Zgodnie z art. 4 ust. 6 ustawy z dnia 15 grudnia 2000 roku o spółdzielniach mieszkaniowych (Dz.U. 2003 nr 119 poz. 1116) za opłaty związane z pokrywaniem kosztów eksploatacji i utrzymania nieruchomości w częściach przypadających na lokale, eksploatacją i utrzymaniem nieruchomości stanowiących mienie spółdzielni zgodnie ze statutem spółdzielni solidarnie z członkami spółdzielni, właścicielami niebędącymi członkami spółdzielni lub osobami niebędącymi członkami spółdzielni, którym przysługują spółdzielcze własnościowe prawa do lokalu odpowiadają m.in. osoby faktycznie korzystające z lokalu.
Odpowiedzialność osób faktycznie korzystających z lokalu ogranicza się do wysokości opłat należnych za okres ich faktycznego korzystania lub mieszkania w lokalu (art. 4 ust. 6.1. ustawy).

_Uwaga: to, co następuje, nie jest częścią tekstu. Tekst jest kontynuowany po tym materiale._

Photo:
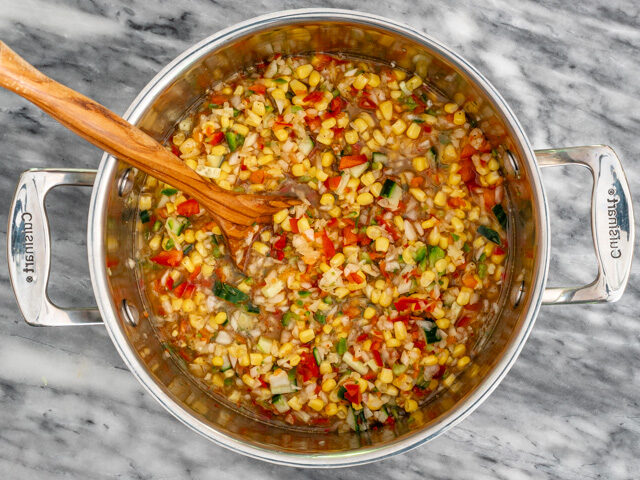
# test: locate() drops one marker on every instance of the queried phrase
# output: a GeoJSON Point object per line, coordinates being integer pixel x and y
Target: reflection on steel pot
{"type": "Point", "coordinates": [179, 86]}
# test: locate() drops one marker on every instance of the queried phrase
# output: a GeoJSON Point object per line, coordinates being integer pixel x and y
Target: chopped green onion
{"type": "Point", "coordinates": [489, 234]}
{"type": "Point", "coordinates": [229, 292]}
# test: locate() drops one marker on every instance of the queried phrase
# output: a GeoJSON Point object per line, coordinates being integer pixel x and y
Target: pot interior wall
{"type": "Point", "coordinates": [169, 106]}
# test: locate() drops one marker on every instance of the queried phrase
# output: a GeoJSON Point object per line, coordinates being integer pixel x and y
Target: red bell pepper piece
{"type": "Point", "coordinates": [353, 393]}
{"type": "Point", "coordinates": [350, 238]}
{"type": "Point", "coordinates": [172, 258]}
{"type": "Point", "coordinates": [327, 246]}
{"type": "Point", "coordinates": [188, 208]}
{"type": "Point", "coordinates": [355, 278]}
{"type": "Point", "coordinates": [216, 138]}
{"type": "Point", "coordinates": [349, 161]}
{"type": "Point", "coordinates": [280, 243]}
{"type": "Point", "coordinates": [258, 88]}
{"type": "Point", "coordinates": [367, 103]}
{"type": "Point", "coordinates": [376, 357]}
{"type": "Point", "coordinates": [313, 97]}
{"type": "Point", "coordinates": [308, 368]}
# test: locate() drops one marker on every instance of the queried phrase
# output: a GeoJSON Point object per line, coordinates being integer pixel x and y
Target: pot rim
{"type": "Point", "coordinates": [98, 271]}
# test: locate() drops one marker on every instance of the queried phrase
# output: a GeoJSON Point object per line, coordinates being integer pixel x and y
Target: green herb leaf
{"type": "Point", "coordinates": [229, 292]}
{"type": "Point", "coordinates": [489, 234]}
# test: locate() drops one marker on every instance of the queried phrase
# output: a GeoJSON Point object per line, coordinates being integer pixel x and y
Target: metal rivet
{"type": "Point", "coordinates": [519, 294]}
{"type": "Point", "coordinates": [125, 182]}
{"type": "Point", "coordinates": [130, 313]}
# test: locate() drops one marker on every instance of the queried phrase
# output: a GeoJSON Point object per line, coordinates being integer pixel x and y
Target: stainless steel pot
{"type": "Point", "coordinates": [112, 219]}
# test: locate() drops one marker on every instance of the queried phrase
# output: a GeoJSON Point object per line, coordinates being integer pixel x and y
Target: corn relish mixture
{"type": "Point", "coordinates": [366, 299]}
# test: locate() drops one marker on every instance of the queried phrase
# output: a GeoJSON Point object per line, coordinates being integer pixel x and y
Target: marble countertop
{"type": "Point", "coordinates": [568, 409]}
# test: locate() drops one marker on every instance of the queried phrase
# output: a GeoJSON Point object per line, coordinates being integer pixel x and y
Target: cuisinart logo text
{"type": "Point", "coordinates": [27, 232]}
{"type": "Point", "coordinates": [614, 227]}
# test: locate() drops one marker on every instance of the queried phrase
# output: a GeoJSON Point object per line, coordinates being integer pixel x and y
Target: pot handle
{"type": "Point", "coordinates": [29, 248]}
{"type": "Point", "coordinates": [612, 224]}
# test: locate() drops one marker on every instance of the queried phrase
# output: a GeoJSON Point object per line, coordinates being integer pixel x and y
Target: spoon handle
{"type": "Point", "coordinates": [111, 133]}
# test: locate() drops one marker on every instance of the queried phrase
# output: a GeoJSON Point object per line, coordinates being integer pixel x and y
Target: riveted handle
{"type": "Point", "coordinates": [29, 248]}
{"type": "Point", "coordinates": [611, 224]}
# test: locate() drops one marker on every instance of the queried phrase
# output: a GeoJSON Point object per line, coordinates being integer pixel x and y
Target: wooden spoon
{"type": "Point", "coordinates": [238, 215]}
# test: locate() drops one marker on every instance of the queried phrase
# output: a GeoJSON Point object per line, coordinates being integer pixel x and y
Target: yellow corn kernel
{"type": "Point", "coordinates": [429, 360]}
{"type": "Point", "coordinates": [306, 335]}
{"type": "Point", "coordinates": [281, 134]}
{"type": "Point", "coordinates": [459, 118]}
{"type": "Point", "coordinates": [459, 350]}
{"type": "Point", "coordinates": [420, 164]}
{"type": "Point", "coordinates": [351, 136]}
{"type": "Point", "coordinates": [375, 296]}
{"type": "Point", "coordinates": [327, 199]}
{"type": "Point", "coordinates": [360, 125]}
{"type": "Point", "coordinates": [382, 244]}
{"type": "Point", "coordinates": [398, 127]}
{"type": "Point", "coordinates": [335, 212]}
{"type": "Point", "coordinates": [368, 179]}
{"type": "Point", "coordinates": [375, 189]}
{"type": "Point", "coordinates": [327, 159]}
{"type": "Point", "coordinates": [281, 215]}
{"type": "Point", "coordinates": [413, 83]}
{"type": "Point", "coordinates": [400, 330]}
{"type": "Point", "coordinates": [261, 248]}
{"type": "Point", "coordinates": [241, 129]}
{"type": "Point", "coordinates": [244, 361]}
{"type": "Point", "coordinates": [369, 313]}
{"type": "Point", "coordinates": [317, 404]}
{"type": "Point", "coordinates": [463, 362]}
{"type": "Point", "coordinates": [360, 82]}
{"type": "Point", "coordinates": [342, 292]}
{"type": "Point", "coordinates": [463, 297]}
{"type": "Point", "coordinates": [329, 123]}
{"type": "Point", "coordinates": [443, 357]}
{"type": "Point", "coordinates": [418, 194]}
{"type": "Point", "coordinates": [294, 403]}
{"type": "Point", "coordinates": [450, 107]}
{"type": "Point", "coordinates": [337, 260]}
{"type": "Point", "coordinates": [303, 224]}
{"type": "Point", "coordinates": [220, 318]}
{"type": "Point", "coordinates": [443, 323]}
{"type": "Point", "coordinates": [385, 299]}
{"type": "Point", "coordinates": [449, 155]}
{"type": "Point", "coordinates": [331, 409]}
{"type": "Point", "coordinates": [385, 375]}
{"type": "Point", "coordinates": [255, 359]}
{"type": "Point", "coordinates": [386, 109]}
{"type": "Point", "coordinates": [298, 170]}
{"type": "Point", "coordinates": [303, 71]}
{"type": "Point", "coordinates": [297, 87]}
{"type": "Point", "coordinates": [294, 360]}
{"type": "Point", "coordinates": [440, 199]}
{"type": "Point", "coordinates": [217, 361]}
{"type": "Point", "coordinates": [413, 131]}
{"type": "Point", "coordinates": [365, 199]}
{"type": "Point", "coordinates": [410, 405]}
{"type": "Point", "coordinates": [441, 265]}
{"type": "Point", "coordinates": [314, 78]}
{"type": "Point", "coordinates": [328, 385]}
{"type": "Point", "coordinates": [427, 278]}
{"type": "Point", "coordinates": [447, 382]}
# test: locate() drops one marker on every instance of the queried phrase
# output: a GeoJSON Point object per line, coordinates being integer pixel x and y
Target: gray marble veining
{"type": "Point", "coordinates": [570, 406]}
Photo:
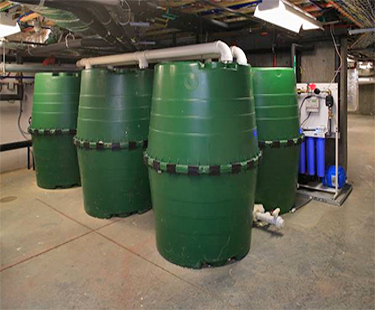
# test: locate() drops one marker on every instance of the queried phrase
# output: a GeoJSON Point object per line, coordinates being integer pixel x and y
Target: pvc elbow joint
{"type": "Point", "coordinates": [239, 54]}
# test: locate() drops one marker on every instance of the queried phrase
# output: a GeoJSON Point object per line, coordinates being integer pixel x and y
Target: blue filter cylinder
{"type": "Point", "coordinates": [302, 159]}
{"type": "Point", "coordinates": [310, 150]}
{"type": "Point", "coordinates": [320, 157]}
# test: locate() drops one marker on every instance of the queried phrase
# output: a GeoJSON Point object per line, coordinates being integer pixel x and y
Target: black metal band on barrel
{"type": "Point", "coordinates": [276, 144]}
{"type": "Point", "coordinates": [196, 170]}
{"type": "Point", "coordinates": [113, 146]}
{"type": "Point", "coordinates": [51, 132]}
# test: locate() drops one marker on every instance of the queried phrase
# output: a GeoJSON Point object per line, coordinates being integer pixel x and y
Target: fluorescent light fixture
{"type": "Point", "coordinates": [8, 26]}
{"type": "Point", "coordinates": [286, 15]}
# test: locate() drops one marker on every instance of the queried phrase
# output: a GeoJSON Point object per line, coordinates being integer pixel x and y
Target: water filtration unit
{"type": "Point", "coordinates": [318, 106]}
{"type": "Point", "coordinates": [202, 156]}
{"type": "Point", "coordinates": [53, 125]}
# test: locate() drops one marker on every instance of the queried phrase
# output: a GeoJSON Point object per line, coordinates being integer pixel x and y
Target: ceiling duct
{"type": "Point", "coordinates": [86, 17]}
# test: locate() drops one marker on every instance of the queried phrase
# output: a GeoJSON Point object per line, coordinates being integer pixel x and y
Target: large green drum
{"type": "Point", "coordinates": [279, 136]}
{"type": "Point", "coordinates": [53, 125]}
{"type": "Point", "coordinates": [112, 132]}
{"type": "Point", "coordinates": [202, 158]}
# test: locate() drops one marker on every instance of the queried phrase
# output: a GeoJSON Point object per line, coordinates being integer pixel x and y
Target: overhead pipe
{"type": "Point", "coordinates": [206, 50]}
{"type": "Point", "coordinates": [239, 54]}
{"type": "Point", "coordinates": [14, 97]}
{"type": "Point", "coordinates": [36, 68]}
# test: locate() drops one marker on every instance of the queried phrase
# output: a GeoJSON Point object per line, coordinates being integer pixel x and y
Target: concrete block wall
{"type": "Point", "coordinates": [366, 99]}
{"type": "Point", "coordinates": [9, 132]}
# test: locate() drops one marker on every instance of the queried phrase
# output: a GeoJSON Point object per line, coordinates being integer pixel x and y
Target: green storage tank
{"type": "Point", "coordinates": [53, 125]}
{"type": "Point", "coordinates": [279, 136]}
{"type": "Point", "coordinates": [112, 131]}
{"type": "Point", "coordinates": [202, 158]}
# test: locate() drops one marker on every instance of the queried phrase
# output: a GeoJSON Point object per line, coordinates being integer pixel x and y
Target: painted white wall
{"type": "Point", "coordinates": [9, 132]}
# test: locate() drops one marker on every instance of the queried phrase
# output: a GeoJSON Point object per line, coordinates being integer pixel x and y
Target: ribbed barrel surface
{"type": "Point", "coordinates": [54, 122]}
{"type": "Point", "coordinates": [202, 154]}
{"type": "Point", "coordinates": [278, 128]}
{"type": "Point", "coordinates": [111, 136]}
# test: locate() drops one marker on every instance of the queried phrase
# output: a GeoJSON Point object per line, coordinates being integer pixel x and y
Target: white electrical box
{"type": "Point", "coordinates": [312, 105]}
{"type": "Point", "coordinates": [314, 114]}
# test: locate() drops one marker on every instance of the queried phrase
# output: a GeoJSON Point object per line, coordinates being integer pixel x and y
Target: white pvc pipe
{"type": "Point", "coordinates": [239, 54]}
{"type": "Point", "coordinates": [260, 215]}
{"type": "Point", "coordinates": [206, 50]}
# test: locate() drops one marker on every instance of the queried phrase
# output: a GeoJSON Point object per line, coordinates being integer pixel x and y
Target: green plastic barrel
{"type": "Point", "coordinates": [53, 125]}
{"type": "Point", "coordinates": [112, 133]}
{"type": "Point", "coordinates": [279, 137]}
{"type": "Point", "coordinates": [202, 158]}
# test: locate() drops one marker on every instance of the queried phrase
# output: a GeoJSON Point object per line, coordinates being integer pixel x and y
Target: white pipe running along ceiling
{"type": "Point", "coordinates": [198, 51]}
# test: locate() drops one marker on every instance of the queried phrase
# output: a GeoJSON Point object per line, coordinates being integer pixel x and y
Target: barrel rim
{"type": "Point", "coordinates": [196, 170]}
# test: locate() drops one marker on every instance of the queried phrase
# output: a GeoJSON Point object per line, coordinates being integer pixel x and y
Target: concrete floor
{"type": "Point", "coordinates": [54, 256]}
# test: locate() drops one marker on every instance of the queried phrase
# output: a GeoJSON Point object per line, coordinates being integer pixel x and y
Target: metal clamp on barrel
{"type": "Point", "coordinates": [282, 143]}
{"type": "Point", "coordinates": [196, 170]}
{"type": "Point", "coordinates": [51, 132]}
{"type": "Point", "coordinates": [114, 146]}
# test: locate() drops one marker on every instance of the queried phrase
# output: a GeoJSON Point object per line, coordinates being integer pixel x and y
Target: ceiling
{"type": "Point", "coordinates": [74, 29]}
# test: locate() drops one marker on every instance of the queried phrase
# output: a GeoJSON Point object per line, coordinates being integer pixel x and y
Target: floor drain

Pani i inne osoby mieszkające w tym lokalu są zobowiązane do zapłaty na rzecz spółdzielni w/w opłat. Spółdzielnia może dochodzić zapłaty na drodze sądowej. Jeżeli umówiły się Panie z wynajmującym, że opłaty te będzie ponosił wynajmujący, będą mogły się Pani domagać zwrotu uiszczonej na rzecz spółdzielni opłaty od wynajmującego.